A few weeks ago, we shipped cascading replication for PostgreSQL, MySQL and Redis on Cloud 66. Customers can now build replication chains: a primary streaming to a middle replica, which in turn streams to leaves. It reduces load on the primary, supports geographic distribution, and stops you from melting your network when you have a large fan-out of replicas all pulling WAL from the same machine.
PostgreSQL has supported cascading replication natively since version 9.1, which shipped over a decade ago. The interesting question is not why we built it. It is why it took us this long to start.
I want to talk about why, because the answer is not the one engineers like to give. It is also, I think, the most interesting thing that has changed about building software in the last eighteen months.
The ticket
The primary reason we shipped this feature is a support ticket from a long-time customer.
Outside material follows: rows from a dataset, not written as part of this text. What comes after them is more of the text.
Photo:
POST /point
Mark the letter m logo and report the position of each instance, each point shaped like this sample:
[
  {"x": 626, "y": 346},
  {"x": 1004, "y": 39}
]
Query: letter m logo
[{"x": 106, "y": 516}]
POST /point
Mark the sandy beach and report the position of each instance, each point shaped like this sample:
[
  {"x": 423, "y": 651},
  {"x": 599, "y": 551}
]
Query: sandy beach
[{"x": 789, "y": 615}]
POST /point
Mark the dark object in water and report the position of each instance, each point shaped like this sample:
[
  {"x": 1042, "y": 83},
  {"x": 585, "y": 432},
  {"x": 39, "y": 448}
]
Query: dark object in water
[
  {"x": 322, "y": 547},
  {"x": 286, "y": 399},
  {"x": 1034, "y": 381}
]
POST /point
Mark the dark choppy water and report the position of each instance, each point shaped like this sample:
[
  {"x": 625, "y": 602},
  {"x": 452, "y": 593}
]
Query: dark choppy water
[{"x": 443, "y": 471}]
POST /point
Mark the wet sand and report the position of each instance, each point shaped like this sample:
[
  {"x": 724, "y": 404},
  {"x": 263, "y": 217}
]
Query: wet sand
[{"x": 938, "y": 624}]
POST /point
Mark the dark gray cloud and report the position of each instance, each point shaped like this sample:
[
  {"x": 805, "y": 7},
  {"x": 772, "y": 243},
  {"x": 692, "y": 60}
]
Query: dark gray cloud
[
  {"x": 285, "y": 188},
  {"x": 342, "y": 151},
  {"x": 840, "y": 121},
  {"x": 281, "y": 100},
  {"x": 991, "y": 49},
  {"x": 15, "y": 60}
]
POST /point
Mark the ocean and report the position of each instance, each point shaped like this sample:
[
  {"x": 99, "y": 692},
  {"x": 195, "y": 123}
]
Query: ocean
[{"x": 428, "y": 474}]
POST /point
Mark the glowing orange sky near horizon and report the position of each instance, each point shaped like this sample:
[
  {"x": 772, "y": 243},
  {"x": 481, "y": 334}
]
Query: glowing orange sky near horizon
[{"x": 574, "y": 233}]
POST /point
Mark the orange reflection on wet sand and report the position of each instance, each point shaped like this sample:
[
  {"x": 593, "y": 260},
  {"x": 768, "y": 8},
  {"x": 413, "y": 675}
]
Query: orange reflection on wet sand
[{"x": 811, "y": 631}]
The shape of the request was simple: a single Postgres primary fanning out to a large number of replicas, and a network that buckled under the cost of streaming the same data that many times in parallel. The customer had already set the cascading topology up by hand on their staging environment, watched it work, and sent us the runbook. They asked us to ship the same thing in production.
A long time later, they sent a follow-up. The new version of the message was less polite. The gist was: it has been a long time, our fleet has grown, and a failover today would put us down for days because every replica would have to resync from scratch from the same source.
They were right to be annoyed. The feature they were asking for is one the database has supported for over a decade. The runbook fits on a single page. They had already proved it worked.
So why did it take so long?
What "hard" actually means
When you ask an engineer why a ticket sat in the backlog, you tend to hear one of two answers. Either "it is genuinely a hard problem and we have not had the time," or "we have been busy with higher-priority work."
Both are true sometimes. Neither was true here.
The truth, which engineers find harder to say out loud, is that the cascading replication ticket was not blocked by a hard problem. It was blocked by a tedious problem.
Cloud 66 has been managing Postgres replication for customers for a long time. Long enough that the orchestration code has lived through multiple major Postgres versions, and configuration formats. That history is exactly the problem.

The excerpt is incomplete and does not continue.